The current war in Ukraine is clearly an example of a grave ethical violation, the crime of aggressive war. Russia invaded its neighbor with a massive military force over disputes that might still have been resolved through diplomatic negotiations. Russia faced no existential threat from Ukraine that could make military attacks a proportionate response.

The main justification provided from the Russian side is that the Ukrainians are closely related to the Russians and Ukraine’s turn towards the West in recent years, and even discussion of membership in the NATO military alliance, was a betrayal of and threat to Russia. Anti-Russian feeling in Ukraine grew after the military seizure and annexation of the Crimea by Russia in 2014 as well as its protection of breakaway republics in eastern Ukraine. The last two actions came as a reaction to the toppling of a pro-Russian Ukrainian president.

One of the more complicated legacies of the Soviet Union is a significant population of people, largely in eastern Ukraine, who speak Russian rather than Ukrainian and feel culturally more tied to Moscow than to Kiev. The ease with which Vladimir Putin succeeded in taking Crimea and negating Ukrainian control of several eastern parts of the country seems to have led to his miscalculation that it would be simple to forcibly replace the current Ukrainian government. He thought that an overwhelming military strike aimed at large parts of the country, including the capital, would face only token resistance.  
The ongoing war has raised significant war crimes concerns. International law has created safeguards for civilians that were not in place when General Sherman’s army burned and destroyed a huge amount of property from Atlanta to the sea. The Geneva Convention stipulates that those engaged in armed conflict will at all times direct their operations only against military objectives and avoid targeting civilians and civilian objects.

There are multiple credible reports of Russian indiscriminate attacks on private buildings and people, including hospitals. These are being investigated. I have not seen any evidence the Ukrainian military has attacked Russian territory or Russian civilians, so the ethical picture shows a sharp contrast between Russian aggression and violations of the rights of non-combatants and Ukrainian actions limited to defense of their territorial integrity.

The big question for third parties in nations around the world is, what are we called to do? There is a moral imperative to give humanitarian assistance to war refugees—several million people and increasing. Providing aid to the side that in our judgment has a just cause and is fighting ethically is reasonable as well.

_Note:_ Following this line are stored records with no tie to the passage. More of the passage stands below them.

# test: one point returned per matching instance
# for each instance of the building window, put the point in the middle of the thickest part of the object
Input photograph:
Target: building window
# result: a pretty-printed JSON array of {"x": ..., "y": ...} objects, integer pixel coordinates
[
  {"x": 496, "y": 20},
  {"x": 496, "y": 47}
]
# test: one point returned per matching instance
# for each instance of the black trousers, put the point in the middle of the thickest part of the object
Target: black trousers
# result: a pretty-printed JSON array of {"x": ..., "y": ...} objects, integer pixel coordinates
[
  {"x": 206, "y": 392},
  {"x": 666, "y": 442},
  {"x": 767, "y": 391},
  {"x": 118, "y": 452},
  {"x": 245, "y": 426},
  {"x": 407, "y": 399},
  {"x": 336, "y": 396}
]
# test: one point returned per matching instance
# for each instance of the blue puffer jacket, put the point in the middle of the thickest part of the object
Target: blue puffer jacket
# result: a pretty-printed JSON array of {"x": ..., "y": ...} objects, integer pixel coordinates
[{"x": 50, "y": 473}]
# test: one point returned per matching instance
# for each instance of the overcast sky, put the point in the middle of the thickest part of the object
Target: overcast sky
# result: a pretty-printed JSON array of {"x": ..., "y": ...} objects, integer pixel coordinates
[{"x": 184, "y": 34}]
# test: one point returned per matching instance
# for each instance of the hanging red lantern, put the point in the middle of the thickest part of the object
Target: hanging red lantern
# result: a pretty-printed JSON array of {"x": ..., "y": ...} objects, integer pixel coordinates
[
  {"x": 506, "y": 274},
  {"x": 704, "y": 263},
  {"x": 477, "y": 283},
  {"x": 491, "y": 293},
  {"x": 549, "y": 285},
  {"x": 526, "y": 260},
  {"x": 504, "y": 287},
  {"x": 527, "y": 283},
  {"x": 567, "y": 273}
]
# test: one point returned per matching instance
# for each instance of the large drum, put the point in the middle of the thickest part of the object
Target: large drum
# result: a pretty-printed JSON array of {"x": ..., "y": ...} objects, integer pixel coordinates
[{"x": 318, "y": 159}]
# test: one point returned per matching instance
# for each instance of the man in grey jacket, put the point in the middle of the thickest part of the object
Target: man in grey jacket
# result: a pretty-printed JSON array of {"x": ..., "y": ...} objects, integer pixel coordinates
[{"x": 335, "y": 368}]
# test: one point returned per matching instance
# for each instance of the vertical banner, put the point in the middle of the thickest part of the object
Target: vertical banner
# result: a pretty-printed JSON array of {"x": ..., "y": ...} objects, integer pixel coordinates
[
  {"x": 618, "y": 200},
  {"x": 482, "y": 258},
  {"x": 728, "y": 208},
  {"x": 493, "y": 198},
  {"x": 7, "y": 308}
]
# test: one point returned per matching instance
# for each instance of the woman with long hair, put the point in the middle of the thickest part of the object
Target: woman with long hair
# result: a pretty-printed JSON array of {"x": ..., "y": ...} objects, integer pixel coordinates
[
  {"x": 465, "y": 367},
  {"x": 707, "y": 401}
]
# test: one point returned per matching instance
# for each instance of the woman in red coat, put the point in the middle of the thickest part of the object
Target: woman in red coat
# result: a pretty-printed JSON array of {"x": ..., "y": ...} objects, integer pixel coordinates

Prudential arguments about what actions on the part of the US or other countries might risk broadening the scope of the war should be ethically evaluated. Especially if one is not directly attacked, joining a conflict materially, or as a co-combatant, requires analysis to see if just war criteria are met. Historically, the decisions to join in wars have sometimes been for cynical or Machiavellian reasons and at other times were emotionally driven. We should avoid both traps. The humanitarian impulse to go to war—to end human rights abuses, remove a dictator, etc.—is particularly fraught with danger. One runs the terrible risk of the “cure” being worse than the original disease.

War is always a tragedy and a failure of the commandment to love our neighbor as ourselves. Both sides in an armed conflict can be in the wrong. In the best of circumstances, only one side can have a just cause, but frequently there are grievances on both sides that grow as the killing continues. The “logic of war” is a very dangerous dynamic that must be resisted. Nations can be sucked into conflicts and led to escalate the scale of killing and destruction as wars drag on. As we pray for peace, it is good to be keenly aware of the dangers and ethical challenges of war.